Kam Williams: I have so many questions for you from my readers that I want to get right to them. FSU Grad Laz Lyles says: I love that “America’s Next Chapter” is a multi-ethnic forum. Why aren’t there more forums of this type?
Cornel West: I think it has to do with the vision of my dear brother, Tavis Smiley. There ought to be more forums like this which are concerned with informing folks about some of the painful realities of our country. It would be wonderful for them to be multi-cultural and multi-racial but, most importantly, they have to be willing to speak to those truths.

KW: Laz’s follow-up is: Given our cultural history, is there more of an onus on African Americans to be more inclusive with social and national discourse?
CW: I think that’s certainly the case, because there’s no doubt that many of the mainstream white institutions tend to be cosmetic and symbolic when it comes to including African Americans, whereas we Black folk tend to be much more sensitive about embracing others, and we have a long history of that.

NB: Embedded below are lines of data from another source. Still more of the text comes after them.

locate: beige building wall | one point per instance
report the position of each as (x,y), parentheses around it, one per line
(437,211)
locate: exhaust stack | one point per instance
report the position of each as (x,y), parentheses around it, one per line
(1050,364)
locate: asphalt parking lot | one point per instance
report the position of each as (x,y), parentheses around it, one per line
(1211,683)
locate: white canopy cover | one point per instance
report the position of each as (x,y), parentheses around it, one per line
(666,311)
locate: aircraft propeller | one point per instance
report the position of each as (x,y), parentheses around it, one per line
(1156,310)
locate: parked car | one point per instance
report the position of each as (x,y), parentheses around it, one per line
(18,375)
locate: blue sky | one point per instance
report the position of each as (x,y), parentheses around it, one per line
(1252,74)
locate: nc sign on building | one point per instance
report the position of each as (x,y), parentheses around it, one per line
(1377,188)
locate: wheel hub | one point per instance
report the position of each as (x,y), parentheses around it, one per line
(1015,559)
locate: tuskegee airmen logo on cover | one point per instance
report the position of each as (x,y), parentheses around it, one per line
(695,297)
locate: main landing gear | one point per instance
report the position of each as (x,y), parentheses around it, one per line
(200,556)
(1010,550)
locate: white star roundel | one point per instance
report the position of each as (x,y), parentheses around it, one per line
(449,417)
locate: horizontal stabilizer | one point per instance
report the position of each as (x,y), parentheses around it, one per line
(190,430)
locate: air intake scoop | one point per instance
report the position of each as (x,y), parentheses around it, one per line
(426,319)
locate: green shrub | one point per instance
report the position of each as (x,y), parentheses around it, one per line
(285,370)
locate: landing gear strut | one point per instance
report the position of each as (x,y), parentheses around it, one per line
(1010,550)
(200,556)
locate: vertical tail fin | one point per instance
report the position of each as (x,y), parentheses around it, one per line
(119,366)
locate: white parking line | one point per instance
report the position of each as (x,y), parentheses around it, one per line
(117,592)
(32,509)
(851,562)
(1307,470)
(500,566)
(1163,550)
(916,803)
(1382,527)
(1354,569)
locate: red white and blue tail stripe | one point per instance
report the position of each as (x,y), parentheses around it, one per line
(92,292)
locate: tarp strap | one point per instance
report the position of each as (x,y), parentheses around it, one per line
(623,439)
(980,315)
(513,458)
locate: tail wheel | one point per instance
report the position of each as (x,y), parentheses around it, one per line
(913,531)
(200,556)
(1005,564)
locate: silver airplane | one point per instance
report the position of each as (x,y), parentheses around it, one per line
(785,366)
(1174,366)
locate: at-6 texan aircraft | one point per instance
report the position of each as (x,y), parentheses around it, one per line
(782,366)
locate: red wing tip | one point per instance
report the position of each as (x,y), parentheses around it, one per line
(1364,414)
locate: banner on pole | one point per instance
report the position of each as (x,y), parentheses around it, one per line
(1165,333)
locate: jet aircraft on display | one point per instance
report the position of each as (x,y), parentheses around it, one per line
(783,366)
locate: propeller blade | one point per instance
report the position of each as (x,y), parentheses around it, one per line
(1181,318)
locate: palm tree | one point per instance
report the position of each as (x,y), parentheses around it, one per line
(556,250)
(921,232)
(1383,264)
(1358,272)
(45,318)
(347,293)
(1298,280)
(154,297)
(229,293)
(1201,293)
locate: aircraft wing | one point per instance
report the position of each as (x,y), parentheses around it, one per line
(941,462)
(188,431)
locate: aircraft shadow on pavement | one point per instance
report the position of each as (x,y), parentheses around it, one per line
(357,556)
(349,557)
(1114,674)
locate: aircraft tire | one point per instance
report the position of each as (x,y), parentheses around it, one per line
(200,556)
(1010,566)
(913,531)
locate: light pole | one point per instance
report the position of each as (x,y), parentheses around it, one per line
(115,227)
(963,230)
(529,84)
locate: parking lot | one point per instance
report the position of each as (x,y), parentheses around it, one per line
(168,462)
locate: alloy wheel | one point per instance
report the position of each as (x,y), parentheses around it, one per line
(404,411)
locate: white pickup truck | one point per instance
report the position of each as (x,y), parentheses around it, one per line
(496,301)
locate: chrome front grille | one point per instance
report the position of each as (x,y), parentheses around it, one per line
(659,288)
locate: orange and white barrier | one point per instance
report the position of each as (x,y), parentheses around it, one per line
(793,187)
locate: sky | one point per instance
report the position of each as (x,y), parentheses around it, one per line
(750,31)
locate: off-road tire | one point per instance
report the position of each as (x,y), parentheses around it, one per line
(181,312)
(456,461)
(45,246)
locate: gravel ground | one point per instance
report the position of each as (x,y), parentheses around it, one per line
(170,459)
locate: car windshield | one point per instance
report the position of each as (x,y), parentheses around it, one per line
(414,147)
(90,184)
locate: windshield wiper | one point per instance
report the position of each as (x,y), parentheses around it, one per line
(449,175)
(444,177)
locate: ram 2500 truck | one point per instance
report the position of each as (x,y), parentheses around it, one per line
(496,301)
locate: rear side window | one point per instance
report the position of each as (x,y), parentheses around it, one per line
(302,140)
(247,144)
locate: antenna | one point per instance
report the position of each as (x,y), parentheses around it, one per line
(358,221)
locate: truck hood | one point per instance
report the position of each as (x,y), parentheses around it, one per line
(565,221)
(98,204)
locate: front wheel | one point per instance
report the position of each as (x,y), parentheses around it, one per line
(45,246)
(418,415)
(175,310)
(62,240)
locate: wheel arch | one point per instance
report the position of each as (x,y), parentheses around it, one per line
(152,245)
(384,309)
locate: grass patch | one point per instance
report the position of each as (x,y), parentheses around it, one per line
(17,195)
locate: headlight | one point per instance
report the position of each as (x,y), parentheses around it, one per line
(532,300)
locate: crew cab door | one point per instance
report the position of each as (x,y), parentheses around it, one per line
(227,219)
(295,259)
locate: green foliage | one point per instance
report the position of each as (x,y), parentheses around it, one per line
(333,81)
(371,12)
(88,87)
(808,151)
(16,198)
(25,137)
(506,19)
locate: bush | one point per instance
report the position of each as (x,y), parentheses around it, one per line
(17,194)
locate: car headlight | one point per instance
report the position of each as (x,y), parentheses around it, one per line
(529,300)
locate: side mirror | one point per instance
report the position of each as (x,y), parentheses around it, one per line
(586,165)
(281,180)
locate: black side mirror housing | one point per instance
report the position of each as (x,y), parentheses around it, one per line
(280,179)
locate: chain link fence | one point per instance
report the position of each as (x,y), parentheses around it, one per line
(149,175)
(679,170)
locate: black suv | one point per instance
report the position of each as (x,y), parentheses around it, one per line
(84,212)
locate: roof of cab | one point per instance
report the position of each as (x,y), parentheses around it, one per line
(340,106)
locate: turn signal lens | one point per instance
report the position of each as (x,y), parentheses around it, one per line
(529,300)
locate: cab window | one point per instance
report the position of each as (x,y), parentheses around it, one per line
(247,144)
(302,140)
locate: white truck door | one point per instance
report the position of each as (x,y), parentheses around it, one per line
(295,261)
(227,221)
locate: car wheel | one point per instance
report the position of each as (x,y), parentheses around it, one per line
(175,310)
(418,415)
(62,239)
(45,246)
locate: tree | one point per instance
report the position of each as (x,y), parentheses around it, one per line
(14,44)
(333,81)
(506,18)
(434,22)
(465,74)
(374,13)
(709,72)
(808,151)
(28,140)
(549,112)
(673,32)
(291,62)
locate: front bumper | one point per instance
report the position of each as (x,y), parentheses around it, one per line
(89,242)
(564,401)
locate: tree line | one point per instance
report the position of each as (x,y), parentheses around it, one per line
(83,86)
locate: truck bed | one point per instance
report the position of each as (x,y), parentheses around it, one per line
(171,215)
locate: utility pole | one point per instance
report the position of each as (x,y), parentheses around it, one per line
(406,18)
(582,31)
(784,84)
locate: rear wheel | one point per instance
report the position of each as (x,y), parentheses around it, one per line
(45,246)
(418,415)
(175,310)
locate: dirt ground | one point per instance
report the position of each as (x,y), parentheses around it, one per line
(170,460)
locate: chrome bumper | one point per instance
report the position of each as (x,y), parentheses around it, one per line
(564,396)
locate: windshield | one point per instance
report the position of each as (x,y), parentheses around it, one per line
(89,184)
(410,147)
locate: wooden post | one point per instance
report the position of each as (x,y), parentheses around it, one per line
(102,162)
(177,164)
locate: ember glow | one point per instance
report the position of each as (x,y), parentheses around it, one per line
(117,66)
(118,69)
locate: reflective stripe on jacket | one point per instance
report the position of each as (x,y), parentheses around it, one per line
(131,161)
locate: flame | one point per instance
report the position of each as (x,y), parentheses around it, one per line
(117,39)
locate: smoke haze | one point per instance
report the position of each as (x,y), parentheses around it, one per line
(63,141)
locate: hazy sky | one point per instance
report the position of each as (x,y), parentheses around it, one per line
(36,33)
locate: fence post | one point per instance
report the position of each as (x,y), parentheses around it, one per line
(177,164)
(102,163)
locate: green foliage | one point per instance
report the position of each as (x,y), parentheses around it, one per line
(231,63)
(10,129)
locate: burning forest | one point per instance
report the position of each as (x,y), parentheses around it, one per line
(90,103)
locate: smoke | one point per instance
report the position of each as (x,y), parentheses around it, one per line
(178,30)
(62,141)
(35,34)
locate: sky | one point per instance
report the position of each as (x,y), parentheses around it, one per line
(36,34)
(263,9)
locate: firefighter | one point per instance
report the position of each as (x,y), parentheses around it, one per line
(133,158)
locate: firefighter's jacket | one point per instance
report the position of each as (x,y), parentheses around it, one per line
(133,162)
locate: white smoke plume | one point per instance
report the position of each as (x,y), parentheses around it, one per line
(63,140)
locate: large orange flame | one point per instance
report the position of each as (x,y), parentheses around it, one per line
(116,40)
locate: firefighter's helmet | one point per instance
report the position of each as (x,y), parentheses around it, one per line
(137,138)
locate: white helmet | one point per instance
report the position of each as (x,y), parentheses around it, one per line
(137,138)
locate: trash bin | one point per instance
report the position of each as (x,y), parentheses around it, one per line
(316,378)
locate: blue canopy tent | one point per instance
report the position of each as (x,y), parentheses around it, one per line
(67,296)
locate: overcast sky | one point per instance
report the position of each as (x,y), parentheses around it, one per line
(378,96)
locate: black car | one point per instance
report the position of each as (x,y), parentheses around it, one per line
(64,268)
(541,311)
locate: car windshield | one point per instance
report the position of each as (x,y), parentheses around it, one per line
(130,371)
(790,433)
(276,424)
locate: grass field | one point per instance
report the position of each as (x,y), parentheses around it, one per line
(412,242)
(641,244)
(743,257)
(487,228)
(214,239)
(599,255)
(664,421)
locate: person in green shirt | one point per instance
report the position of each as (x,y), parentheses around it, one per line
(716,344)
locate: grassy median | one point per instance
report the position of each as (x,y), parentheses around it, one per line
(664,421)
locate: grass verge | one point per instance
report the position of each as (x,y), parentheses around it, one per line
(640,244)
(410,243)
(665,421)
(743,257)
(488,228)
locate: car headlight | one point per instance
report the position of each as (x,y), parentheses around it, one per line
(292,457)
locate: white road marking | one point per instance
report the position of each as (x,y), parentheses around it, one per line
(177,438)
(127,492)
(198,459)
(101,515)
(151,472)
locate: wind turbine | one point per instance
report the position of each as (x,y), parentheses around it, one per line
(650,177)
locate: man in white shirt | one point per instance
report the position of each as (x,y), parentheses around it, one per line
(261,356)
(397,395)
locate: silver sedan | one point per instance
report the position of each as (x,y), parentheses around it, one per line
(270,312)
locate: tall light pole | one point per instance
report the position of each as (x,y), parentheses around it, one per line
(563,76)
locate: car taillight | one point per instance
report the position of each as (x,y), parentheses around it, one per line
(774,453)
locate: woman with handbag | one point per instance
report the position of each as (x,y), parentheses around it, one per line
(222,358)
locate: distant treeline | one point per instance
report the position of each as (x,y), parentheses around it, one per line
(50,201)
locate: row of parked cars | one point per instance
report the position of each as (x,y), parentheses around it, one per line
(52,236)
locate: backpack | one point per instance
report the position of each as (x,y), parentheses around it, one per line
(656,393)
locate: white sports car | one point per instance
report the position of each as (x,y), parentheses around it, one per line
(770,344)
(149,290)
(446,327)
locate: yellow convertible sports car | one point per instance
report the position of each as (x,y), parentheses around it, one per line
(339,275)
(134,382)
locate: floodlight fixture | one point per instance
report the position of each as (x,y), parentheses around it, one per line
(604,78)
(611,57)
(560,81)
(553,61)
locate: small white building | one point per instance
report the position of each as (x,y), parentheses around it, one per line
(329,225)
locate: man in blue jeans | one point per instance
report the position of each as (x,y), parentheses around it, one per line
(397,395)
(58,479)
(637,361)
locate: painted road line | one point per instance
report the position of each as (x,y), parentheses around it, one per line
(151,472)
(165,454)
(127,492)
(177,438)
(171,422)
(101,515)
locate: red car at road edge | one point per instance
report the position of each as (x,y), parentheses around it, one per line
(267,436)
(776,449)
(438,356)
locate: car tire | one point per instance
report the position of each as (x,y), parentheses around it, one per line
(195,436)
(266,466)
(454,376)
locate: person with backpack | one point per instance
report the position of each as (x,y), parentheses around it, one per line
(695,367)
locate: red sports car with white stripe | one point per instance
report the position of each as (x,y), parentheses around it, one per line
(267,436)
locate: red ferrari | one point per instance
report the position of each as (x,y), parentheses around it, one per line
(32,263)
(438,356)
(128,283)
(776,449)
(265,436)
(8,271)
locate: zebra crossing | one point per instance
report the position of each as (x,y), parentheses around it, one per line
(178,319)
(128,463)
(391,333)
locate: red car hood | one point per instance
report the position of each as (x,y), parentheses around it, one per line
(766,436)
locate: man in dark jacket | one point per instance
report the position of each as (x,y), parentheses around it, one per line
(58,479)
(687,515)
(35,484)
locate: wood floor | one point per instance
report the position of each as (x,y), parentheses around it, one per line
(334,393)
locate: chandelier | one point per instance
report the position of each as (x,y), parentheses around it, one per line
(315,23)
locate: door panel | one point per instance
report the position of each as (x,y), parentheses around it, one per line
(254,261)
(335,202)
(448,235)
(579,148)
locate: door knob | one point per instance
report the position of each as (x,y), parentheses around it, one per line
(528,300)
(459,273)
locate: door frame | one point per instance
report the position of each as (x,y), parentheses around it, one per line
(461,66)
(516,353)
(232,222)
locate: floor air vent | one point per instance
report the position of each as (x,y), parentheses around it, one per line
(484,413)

KW: Sister Patrice Muhammad says: After the State of the Black Union, some people said it was just a bunch of talk. Then “The Covenant with Black America” was published. Where does “The Covenant” stand today?
CW: I don’t think talk is just talk. I firmly believe that talk can change people’s lives. Each life is precious…As for The Covenant, we had volume two, The Covenant in Action, which built on volume one in conjunction with local activists all across the country. And volume three, Accountability, was a call to keep track of all the promises that President Obama made. So, I think that what was originated by The Covenant is still ongoing. But unfortunately, when you look at the Obama administration, it hasn’t done that good a job at all in terms of poor and working people. It has been much more beholden to Wall Street oligarchs, and to pharmaceutical and private insurance companies.

KW: Teri Emerson asks: At the point where President Obama is now, what would be your view on what he would need to do improve his chances for reelection?  And would focusing more on the African-American community’s problems help or hinder his reelection?
CW: Reelection ought not to be the primary preoccupation of any politician. It ought to be standing up for truth and justice. If he is to be a statesman, he would act like Lincoln, and stand up for something that might be unpopular but not allow the right-wing to dictate the agenda, meaning Fox News, the tea party and others.

KW: Children’s book author Irene Smalls asks: What does “America’s Return to Greatness” mean? Can American greatness permeate the class structure and have a multi-ethnic approach?
CW: So much hangs on your definition of “greatness.” I’m a Christian. I believe that greatness has to do with the quality of love shown to the least of thy brethren and the quality of service to those who are catching hell. When you look at it in that sense, I’d say America has had great moments, but I wouldn’t call it a great nation. I don’t think there have been any great nations in the history of the world, because in every nation you find poor people being subjugated. So, I see the term “great nation” as a contradiction, as an oxymoron.